A Pennsylvania man faces up to 12 years behind bars after he admitted to running a pair of stop signs before fatally slamming into a bike rider, while driving without a license.

NASCAR champ Bobby LaBonte is one of us, as he moves his annual fundraising ride to North Carolina, with a Roubaix-style finish circling the race track.

The executive director of a New Orleans advocacy group predicts this will be a breakout year for bicycling in the Big Easy, where 80% of residents support quickly building a “completely connected network of safe, dedicated bike lanes and trails throughout the city,” while 73% support protected bike lanes.

 

International

No, the best way to stay safe on a bike isn’t to wear a helmet; it’s to ride safely and defensively so you don’t need one.

We can hope. The chairman of Giant Bicycle’s Spanish and Portuguese subsidiary predicts cars will disappear in the coming years, while bicycles will keep being pedaled around the world.

Punjabi police busted a hit-and-run driver who slammed into a bike rider from behind, then drove over six miles with the man’s body on the roof of his car, only getting out to dump it when the man’s arm fell across the car’s window.

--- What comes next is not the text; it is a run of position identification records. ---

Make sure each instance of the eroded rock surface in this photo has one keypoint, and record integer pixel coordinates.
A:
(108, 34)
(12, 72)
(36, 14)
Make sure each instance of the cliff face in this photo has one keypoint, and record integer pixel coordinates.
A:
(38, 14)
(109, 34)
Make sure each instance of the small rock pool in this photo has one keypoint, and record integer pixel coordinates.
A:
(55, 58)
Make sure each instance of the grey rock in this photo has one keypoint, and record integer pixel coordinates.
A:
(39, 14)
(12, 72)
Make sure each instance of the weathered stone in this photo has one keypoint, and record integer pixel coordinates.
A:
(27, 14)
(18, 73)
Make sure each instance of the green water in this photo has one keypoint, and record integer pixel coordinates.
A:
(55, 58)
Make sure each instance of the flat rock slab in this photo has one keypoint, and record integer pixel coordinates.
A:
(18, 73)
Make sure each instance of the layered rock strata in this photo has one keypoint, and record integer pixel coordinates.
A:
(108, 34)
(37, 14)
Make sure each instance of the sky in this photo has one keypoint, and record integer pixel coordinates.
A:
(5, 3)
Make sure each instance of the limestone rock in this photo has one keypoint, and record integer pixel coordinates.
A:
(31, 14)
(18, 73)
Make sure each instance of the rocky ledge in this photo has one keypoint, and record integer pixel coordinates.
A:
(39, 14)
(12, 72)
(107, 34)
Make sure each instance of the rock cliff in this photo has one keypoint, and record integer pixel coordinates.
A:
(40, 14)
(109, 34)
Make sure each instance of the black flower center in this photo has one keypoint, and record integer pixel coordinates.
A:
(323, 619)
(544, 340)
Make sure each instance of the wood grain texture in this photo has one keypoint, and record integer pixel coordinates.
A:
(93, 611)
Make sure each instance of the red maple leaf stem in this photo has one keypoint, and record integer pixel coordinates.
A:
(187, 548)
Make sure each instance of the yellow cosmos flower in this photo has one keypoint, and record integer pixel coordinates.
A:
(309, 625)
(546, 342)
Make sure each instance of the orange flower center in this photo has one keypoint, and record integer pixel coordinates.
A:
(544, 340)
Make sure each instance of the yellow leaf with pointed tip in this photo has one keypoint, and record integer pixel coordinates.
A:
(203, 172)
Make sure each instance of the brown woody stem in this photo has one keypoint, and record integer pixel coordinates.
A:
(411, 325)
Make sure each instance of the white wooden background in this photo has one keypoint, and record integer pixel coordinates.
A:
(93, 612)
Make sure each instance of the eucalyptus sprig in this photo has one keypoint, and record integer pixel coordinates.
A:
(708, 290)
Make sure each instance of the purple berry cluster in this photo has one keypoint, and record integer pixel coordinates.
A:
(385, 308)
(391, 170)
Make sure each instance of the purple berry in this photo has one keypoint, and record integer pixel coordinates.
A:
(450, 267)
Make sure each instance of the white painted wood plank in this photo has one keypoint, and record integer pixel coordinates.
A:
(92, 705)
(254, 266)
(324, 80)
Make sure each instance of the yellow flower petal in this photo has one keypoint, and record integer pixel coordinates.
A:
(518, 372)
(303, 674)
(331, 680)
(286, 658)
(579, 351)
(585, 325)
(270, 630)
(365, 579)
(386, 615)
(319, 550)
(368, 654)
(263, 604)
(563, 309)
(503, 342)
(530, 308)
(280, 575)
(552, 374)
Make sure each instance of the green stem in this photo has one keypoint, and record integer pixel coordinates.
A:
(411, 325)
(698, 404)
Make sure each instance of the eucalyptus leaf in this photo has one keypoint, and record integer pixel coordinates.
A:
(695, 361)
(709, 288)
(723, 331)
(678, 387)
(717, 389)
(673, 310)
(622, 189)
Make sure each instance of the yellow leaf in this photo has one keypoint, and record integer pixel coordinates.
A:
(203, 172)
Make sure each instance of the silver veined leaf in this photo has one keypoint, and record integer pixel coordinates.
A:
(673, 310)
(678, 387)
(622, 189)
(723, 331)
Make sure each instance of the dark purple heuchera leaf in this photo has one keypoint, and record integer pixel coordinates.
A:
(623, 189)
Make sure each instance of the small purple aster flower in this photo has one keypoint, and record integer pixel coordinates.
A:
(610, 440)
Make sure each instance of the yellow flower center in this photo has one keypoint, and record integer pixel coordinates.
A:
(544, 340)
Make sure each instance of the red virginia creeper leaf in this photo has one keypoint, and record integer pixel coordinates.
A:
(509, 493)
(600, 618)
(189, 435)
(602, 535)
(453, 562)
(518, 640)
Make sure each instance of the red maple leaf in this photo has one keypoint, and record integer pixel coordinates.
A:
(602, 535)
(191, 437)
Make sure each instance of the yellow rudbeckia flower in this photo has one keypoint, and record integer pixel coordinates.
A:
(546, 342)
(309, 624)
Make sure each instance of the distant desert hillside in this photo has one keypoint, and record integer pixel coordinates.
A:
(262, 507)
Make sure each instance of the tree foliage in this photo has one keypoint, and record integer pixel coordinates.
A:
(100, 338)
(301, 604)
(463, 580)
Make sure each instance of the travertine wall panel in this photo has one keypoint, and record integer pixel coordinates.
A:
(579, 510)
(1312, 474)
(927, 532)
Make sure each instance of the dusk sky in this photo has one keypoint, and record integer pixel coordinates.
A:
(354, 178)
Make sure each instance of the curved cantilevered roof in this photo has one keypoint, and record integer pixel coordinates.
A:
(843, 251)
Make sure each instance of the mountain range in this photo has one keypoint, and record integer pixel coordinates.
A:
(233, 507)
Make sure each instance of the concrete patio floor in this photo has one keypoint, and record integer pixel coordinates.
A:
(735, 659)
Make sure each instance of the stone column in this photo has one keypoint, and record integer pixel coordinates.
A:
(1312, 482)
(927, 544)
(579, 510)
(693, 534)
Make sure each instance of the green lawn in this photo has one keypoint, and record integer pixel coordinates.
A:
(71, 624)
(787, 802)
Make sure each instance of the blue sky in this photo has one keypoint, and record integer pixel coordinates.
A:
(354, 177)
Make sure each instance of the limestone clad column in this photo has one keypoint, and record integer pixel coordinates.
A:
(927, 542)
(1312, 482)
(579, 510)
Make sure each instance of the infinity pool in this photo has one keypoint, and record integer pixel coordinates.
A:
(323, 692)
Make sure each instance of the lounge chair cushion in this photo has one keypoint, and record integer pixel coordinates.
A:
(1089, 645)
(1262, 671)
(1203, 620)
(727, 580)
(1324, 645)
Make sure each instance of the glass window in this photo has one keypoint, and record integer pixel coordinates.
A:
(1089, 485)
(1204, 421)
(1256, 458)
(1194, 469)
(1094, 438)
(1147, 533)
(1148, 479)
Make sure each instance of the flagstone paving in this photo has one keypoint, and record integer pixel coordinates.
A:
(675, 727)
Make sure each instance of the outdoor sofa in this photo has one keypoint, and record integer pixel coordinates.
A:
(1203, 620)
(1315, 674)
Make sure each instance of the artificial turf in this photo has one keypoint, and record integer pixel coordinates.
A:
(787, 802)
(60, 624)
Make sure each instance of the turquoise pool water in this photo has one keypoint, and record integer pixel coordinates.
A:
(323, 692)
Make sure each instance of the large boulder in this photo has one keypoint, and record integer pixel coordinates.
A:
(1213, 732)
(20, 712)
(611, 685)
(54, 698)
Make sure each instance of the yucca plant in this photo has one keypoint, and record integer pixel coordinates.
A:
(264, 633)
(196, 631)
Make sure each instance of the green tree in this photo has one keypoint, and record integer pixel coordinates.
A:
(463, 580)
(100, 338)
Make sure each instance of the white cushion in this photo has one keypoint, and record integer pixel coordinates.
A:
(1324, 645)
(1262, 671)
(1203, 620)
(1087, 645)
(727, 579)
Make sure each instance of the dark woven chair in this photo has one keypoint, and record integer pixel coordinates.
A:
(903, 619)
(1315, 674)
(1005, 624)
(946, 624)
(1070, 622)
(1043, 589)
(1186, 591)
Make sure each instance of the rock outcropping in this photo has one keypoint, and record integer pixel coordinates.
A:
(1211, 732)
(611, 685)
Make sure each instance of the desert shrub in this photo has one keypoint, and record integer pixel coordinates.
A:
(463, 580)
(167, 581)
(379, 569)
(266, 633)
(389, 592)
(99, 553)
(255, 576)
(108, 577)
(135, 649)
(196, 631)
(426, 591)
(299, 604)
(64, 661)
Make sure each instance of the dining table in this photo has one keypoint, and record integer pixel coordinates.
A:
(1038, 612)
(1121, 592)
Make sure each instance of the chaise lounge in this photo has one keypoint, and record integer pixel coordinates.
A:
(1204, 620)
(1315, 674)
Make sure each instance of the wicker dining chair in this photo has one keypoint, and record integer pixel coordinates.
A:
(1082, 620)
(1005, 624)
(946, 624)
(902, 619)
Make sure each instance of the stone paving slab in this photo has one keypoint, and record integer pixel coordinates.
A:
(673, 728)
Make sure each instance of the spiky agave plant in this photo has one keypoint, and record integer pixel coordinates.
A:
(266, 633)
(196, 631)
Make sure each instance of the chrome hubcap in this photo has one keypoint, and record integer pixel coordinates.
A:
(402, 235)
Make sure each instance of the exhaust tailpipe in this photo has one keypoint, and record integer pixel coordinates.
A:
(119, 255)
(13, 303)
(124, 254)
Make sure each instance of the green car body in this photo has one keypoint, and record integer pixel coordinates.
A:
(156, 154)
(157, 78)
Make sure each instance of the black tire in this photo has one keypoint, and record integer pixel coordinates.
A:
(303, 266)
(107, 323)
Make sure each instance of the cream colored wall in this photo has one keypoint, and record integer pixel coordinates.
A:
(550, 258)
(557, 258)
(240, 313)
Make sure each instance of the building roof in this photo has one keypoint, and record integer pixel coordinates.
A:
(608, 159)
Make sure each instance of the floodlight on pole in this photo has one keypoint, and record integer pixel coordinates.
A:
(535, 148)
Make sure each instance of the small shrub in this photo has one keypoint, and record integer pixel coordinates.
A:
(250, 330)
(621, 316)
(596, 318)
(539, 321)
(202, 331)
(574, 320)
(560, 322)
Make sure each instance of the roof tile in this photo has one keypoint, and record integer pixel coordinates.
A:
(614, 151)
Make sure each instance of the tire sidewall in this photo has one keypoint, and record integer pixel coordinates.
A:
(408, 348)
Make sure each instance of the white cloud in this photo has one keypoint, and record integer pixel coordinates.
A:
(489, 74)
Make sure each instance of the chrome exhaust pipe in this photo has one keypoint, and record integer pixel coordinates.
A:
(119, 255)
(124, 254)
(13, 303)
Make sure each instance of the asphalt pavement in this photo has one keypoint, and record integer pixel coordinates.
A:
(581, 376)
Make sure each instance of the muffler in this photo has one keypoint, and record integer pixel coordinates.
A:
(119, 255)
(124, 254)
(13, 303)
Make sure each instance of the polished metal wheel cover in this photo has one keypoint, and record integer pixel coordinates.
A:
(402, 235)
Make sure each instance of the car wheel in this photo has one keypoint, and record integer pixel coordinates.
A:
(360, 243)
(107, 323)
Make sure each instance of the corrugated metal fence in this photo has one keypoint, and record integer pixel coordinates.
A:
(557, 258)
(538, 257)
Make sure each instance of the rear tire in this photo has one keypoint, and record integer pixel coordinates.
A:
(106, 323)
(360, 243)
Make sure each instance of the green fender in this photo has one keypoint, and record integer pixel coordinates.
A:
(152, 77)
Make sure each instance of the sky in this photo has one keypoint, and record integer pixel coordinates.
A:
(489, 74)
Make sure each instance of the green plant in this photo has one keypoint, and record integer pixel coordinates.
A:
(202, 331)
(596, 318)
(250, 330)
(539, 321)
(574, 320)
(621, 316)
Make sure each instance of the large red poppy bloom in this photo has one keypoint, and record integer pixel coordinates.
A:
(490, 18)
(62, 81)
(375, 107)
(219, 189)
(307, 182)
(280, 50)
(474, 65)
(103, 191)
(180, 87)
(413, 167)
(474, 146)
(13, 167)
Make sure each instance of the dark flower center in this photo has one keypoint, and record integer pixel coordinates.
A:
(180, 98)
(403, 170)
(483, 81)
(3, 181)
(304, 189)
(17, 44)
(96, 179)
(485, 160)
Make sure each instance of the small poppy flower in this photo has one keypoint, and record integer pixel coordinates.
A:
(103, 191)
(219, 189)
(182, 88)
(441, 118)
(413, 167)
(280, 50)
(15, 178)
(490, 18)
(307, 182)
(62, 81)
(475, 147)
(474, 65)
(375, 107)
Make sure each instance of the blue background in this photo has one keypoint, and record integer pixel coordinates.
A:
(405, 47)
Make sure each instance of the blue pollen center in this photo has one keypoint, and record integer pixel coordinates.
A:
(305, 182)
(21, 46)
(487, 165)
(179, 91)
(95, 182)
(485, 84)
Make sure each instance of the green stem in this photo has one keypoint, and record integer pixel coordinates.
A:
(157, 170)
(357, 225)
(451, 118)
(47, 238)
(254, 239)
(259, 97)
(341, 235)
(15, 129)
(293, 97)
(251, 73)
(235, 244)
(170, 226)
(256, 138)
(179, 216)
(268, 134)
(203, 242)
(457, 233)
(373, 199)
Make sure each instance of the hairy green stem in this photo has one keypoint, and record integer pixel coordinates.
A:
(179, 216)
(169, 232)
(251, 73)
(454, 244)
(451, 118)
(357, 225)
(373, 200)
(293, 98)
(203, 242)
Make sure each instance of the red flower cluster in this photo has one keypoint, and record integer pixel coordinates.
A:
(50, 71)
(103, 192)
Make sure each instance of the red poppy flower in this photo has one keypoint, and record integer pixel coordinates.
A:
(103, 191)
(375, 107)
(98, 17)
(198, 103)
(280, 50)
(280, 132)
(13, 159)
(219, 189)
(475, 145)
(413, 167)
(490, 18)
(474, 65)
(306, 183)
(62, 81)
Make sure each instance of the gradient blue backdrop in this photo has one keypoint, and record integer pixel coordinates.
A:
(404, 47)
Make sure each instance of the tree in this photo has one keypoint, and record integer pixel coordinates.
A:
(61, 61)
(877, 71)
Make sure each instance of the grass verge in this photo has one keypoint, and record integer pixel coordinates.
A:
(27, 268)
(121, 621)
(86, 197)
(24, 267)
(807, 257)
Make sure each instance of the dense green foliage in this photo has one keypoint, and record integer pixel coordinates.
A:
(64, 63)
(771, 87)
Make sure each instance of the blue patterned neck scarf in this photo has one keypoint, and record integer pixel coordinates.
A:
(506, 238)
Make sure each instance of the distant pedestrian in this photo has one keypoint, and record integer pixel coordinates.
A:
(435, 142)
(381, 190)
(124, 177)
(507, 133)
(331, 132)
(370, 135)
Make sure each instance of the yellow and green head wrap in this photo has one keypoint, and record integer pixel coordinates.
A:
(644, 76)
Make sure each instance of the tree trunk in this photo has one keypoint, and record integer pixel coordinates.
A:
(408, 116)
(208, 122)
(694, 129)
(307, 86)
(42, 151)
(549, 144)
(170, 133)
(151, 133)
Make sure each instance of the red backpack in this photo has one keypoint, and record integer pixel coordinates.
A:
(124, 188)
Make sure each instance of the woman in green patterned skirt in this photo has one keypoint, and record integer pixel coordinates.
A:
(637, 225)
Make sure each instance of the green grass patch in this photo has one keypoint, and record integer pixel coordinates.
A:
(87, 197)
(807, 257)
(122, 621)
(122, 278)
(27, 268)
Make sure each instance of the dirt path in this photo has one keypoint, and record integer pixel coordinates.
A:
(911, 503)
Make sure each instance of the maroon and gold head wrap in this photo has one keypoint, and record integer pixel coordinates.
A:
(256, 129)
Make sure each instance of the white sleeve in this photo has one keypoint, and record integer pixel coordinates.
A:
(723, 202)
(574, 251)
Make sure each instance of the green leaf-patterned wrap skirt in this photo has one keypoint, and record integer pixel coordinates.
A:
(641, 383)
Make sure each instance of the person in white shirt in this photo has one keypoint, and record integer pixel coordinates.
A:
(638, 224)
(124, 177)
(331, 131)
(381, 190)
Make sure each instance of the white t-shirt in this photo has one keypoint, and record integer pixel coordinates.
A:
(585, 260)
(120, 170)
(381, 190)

A lack of safe infrastructure could derail Mumbai’s plans to promote bicycling as a commuter option, and become India’s bicycling capital.

Bikes are booming in Nairobi despite a near-total lack of bike infrastructure, where a nine-mile ride to work is described as “harrowing.”

Maybe there’s justice after all. A Malaysian court has overruled a local magistrate, reinstating the case against a 26-year old woman who rammed 30 teenage bike riders with her car, killing eight and injuring eight more; the ruling came four years to the day after the horrific crash.

A New Zealand study concludes that e-scooters aren’t as safe as bicycles, and their users are much more likely to end up in hospital emergency rooms with a high level of alcohol in their blood.

 

Competitive Cycling

Cycling News reminisces about five late and lamented North American bike races that bit the dust in the last decade, at least temporarily, including our own dearly departed Tour of California.

Bicycling looks forward to eleven “can’t miss” bike races in the coming year, starting with Belgium’s Omloop Het Nieuwsblad later this month. And yes, you can read it on Yahoo if Bicycling blocks you.

LA’s pioneering, diversity-based L39ION of Los Angeles cycling team will field a women’s Continental team for the upcoming racing season, in addition to the previously announced men’s squad.

Hats off to British Giro winner Tao Geoghegan Hart, who took a knee in support of racial equity — and put his money where his heart is by sponsoring an under-23 rider with his former Hagens Berman Axeons team to promote racial diversity in professional cycling.

 

Finally…

Turn your old bike wheel into an otherworldly pan flute. Your next ebike could be a sub-19 pound roadie with the battery hidden in a faux water bottle, for the low, low price of just $14,449.

And the award for best use of a cargo bike goes to…

………

Be safe, and stay healthy. And wear a damn mask, already.